Aktuelle Berichte über den chinesischen Markt für Sonnenblumenkerne zeigen, dass bisher wetterbedingte Risikoprämien in den inländischen Saatpreisen begrenzt bleiben. Die Bedingungen zu Beginn der Saison in wichtigen Produktionsregionen haben keine größeren Bedenken ausgelöst, was es den Crushern und Exporteuren ermöglicht, bis Ende Mai relativ stabile Preisstrukturen aufrechtzuerhalten.

Global bleiben die Pflanzenölmärkte empfindlich gegenüber Wetter in wichtigen Ölsaatregionen (Soja in Süd- und Nordamerika, Raps in Europa, Palmöl in Südostasien).
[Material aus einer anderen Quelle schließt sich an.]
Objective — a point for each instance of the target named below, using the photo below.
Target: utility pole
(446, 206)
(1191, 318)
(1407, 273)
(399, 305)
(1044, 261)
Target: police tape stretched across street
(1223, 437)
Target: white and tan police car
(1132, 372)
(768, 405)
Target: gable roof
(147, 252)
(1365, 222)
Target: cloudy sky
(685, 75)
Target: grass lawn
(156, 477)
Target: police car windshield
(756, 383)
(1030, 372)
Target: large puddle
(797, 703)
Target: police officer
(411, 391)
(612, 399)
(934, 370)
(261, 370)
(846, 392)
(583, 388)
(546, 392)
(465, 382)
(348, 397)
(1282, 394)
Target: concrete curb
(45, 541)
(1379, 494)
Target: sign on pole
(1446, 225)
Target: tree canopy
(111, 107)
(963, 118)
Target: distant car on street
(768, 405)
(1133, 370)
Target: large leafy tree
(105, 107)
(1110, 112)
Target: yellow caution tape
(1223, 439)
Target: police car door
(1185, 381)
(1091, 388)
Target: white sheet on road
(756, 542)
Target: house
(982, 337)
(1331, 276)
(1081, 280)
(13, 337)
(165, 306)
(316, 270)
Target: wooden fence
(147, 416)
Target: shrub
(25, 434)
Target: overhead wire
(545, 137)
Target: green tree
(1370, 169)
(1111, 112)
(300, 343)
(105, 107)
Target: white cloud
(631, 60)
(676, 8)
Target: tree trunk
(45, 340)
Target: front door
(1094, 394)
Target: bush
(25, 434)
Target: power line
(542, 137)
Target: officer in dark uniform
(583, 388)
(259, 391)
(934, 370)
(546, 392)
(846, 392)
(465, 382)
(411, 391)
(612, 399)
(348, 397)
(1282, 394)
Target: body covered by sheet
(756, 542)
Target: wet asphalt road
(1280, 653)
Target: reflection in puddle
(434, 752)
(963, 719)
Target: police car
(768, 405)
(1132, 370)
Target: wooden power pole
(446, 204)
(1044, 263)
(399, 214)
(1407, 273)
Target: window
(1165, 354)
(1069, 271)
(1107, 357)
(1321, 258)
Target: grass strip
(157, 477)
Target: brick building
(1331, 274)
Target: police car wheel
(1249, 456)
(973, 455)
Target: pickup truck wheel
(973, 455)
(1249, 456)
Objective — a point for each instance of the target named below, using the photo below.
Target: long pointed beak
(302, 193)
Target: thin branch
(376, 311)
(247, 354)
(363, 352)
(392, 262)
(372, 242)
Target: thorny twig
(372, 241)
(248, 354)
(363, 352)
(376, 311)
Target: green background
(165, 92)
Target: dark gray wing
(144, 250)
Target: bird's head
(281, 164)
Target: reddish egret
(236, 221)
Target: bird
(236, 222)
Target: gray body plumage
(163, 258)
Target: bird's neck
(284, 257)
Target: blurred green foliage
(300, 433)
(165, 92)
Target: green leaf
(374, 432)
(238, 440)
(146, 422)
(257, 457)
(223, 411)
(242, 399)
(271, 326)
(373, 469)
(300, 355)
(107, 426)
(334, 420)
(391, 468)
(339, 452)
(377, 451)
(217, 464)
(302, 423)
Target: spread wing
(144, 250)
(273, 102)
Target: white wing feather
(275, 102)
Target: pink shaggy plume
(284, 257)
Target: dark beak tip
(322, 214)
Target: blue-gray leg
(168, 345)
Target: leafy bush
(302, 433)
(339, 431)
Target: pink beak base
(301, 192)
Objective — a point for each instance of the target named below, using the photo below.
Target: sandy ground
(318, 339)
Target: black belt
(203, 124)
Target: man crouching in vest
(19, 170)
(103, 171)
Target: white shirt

Die neuesten USDA- und internationalen Ausblicke heben im Allgemeinen komfortable, aber nicht übermäßig drückende Pflanzenöle hervor, während die Exporte von Sonnenblumenöl aus Russland zu einem leicht lockereren Gleichgewicht bei Ölen beitragen. Dennoch halten anhaltende geopolitische und Frachtkostenrisiken einen Boden unter den Preisen und unterstützen indirekt die Werte für Sonnenblumensaat und -kerne.

Handelsausblick

  • Chinesische Exporteure: Da die globalen Benchmarks stabil, aber nicht spitz zulaufen, sollten moderate Preiserhöhungen für hochwertige Bäckerei- und Konfektkerne in Erwägung gezogen werden, während flexible Versandfenster genutzt werden sollten, um wettbewerbsfähig gegenüber Schwarzmeer-Angeboten zu bleiben.
  • Importeure in der EU und Asien: Aktuelle chinesische Kernpreise erscheinen im Vergleich zu den EU-Saat- Benchmarks und hohen Logistikkosten fair; Deckungsmaßnahmen für Q3–Q4 2026 erscheinen als klug, insbesondere für Premium-Qualitäten.
  • Industrielle Anwender und Röster: Angesichts der noch begrenzten Wetterrisiken in China und der erwarteten Erholung der Ernte im Schwarzem Meer sollte Panik-Käufe vermieden werden, aber ein Teil der Anforderungen sollte abgedeckt werden, um gegen einen möglichen Wetter-Schock zu Beginn des Sommers oder eine weitere Eskalation der Fracht- und Energiekosten abzusichern.

Kurzfristige Preisprognose (3 Tage, China-fokussiert)

  • China, FOB Haupthäfen (Saaten): Seitwärts bis leicht höher in den nächsten 3 Tagen, unterstützt von stabilen globalen Pflanzenölpreisen und stabilem inländischen Angebot.
  • China, FOB Haupthäfen (geschälte Kerne): Stabil bis leicht fester, während die Exportnachfrage aus den Snack- und Bäckereisektoren anhält und Käufer sich vorn Positionieren.
  • EU gelieferte Märkte (Referenz): Meist stabil auf erhöhten Niveaus; jede Änderung in den nächsten 3 Tagen dürfte eher durch Fracht- und Energie-Stimmung als durch Fundamentaldaten getrieben werden.